Always an avid reader, Atkinson enjoys all types of writing, but settled on the mystery for her own work.
"Part of it was just the fun of it. My brother and I used to sit around and drink beers and think up plots."
So there was the motive. The opportunity came when her first child was born and she quit her job to stay home with him. "When you're a stay-at-home mom, people are always asking, 'What do you do?' 'Well, I write a lot -- well, I type a lot.'
"Publication is a validation or your efforts. You don't have to feel sheepish about it -- although I still feel sheepish about it."
She started out with some freelance work and short stories. Her first novel, "Shades of White," centered on a bakery in Chinatown and a heroin-driven mystery. It didn't sell, but drew enough constructive comments to fuel a new effort.
The character of Storm had a supporting role in that first book -- best friend of the heroine -- but by the time she started on "Primitive Secrets," Atkinson had decided Storm had better sleuth potential.
Storm at first was 35 and divorced, Atkinson says, but Peters told her that was too old. "You want to develop this character. Make her younger. Don't give her all these experiences yet."
So now Storm is 20-something and just setting up a law practice.

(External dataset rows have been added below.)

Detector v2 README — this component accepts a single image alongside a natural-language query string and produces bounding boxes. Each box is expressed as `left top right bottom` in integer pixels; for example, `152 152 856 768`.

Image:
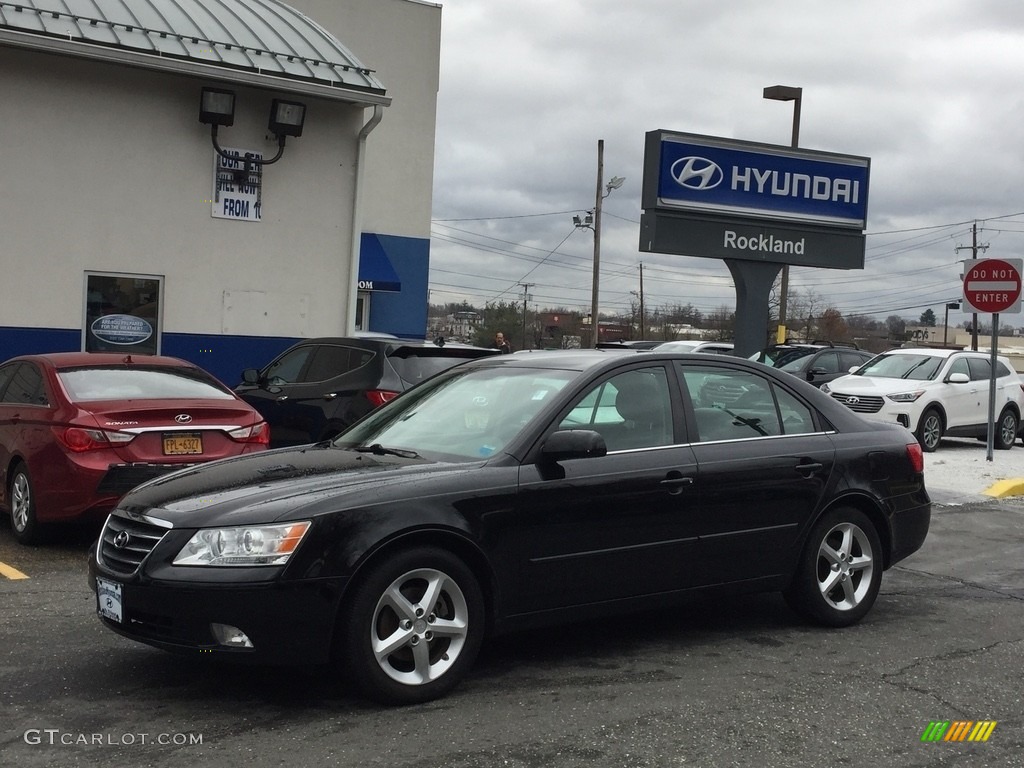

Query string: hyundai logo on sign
671 158 724 189
644 131 870 229
89 314 153 345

"Primitive Secrets" nearly sold out its 3,000 press run, not a lot in "Harry Potter" terms, but quite respectable for a first time out. It was enough to attract a New York agent and to press on.
"The Green Room" satisfies her two-book contract with Poisoned Pen. Peters says the two will meet soon to determine what comes next.

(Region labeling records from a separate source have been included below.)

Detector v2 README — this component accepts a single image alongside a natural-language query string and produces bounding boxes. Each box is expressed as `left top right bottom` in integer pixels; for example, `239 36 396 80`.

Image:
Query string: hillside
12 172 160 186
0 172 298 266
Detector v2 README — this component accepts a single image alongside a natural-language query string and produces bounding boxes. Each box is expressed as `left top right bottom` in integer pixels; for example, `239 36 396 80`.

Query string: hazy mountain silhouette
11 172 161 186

Atkinson hopes to take her Storm mysteries to all the Hawaiian islands -- she's started work on a new book set on Molokai.
"I've always thought Hawaii was vastly neglected when it came to mysteries," she says.
Still, she doesn't want location to become the focus of her stories. "People are the key. It's the stories they carry with them. That's how a place becomes interesting. ... What I'm trying do to is give a sense of place. I don't want it to overwhelm the story."